Cass. 20 gennaio 2015 n. 854
Risulta sproporzionata la sanzione espulsiva nei confronti del dipendente del supermercato che ruba del vino dagli scaffali per ubriacarsi durante l’orario di lavoro, se il vino ha un valore economico basso e se il lavoratore sta attraversando un difficile momento sul piano personale.
Nella quantomeno singolare decisione in commento (assai rilevante, in prossimità dell’entrata in vigore delle novità previste dal c.d.

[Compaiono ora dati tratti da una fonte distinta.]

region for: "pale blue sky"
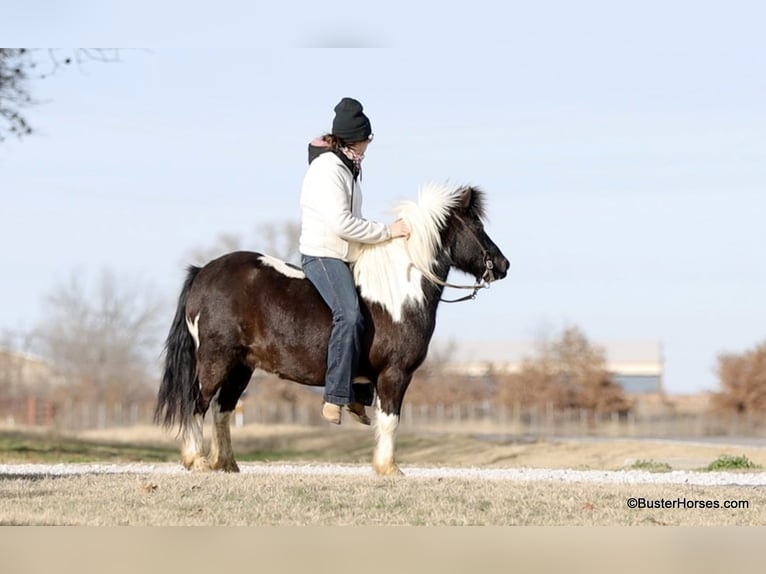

Jobs Act), si verteva circa la condotta di un lavoratore, dipendente di un supermercato, che aveva rubato più volte nell’arco di pochi giorni dagli scaffali delle confezioni di vino in scatola (circa un litro al giorno), e le aveva consumate direttamente sul posto di lavoro, abbandonando i rifiuti per terra dopo aver terminato.
Dopo aver scoperto il fatto, il datore di lavoro provvedeva al licenziamento, giudicato legittimo dal Tribunale, mentre la Corte d’Appello aveva ribaltato tale decisione, sostenendo che, pur essendo pacifica la commissione dell’illecito, la sanzione espulsiva fosse comunque sproporzionata rispetto al comportamento del dipendente, nonostante l’eccezione sollevata dall’azienda circa l’espressa previsione nel CCNL applicabile della punibilità con sanzione espulsiva della “appropriazione nel luogo di lavoro di beni aziendali”.
I giudici di legittimità confermavano le argomentazioni della Corte d’Appello, stabilendo che il comportamento in questione non dovesse considerarsi come un vero e proprio furto, bensì come un meno rilevante “consumo di vino”, trattandosi di sottrazione di un bene di modesto valore e, allo stesso tempo, meramente funzionale al consumo immediato.
Inoltre, è stato evidenziato che la gravità del fatto dovesse essere ulteriormente attenuata, dal momento che il dipendente aveva la necessità, in ragione di problemi personali, di “provvedere ad un bisogno in qualche modo qualificabile grave ed urgente”; pertanto, il datore di lavoro avrebbe dovuto valutare con minore severità le condotte del medesimo.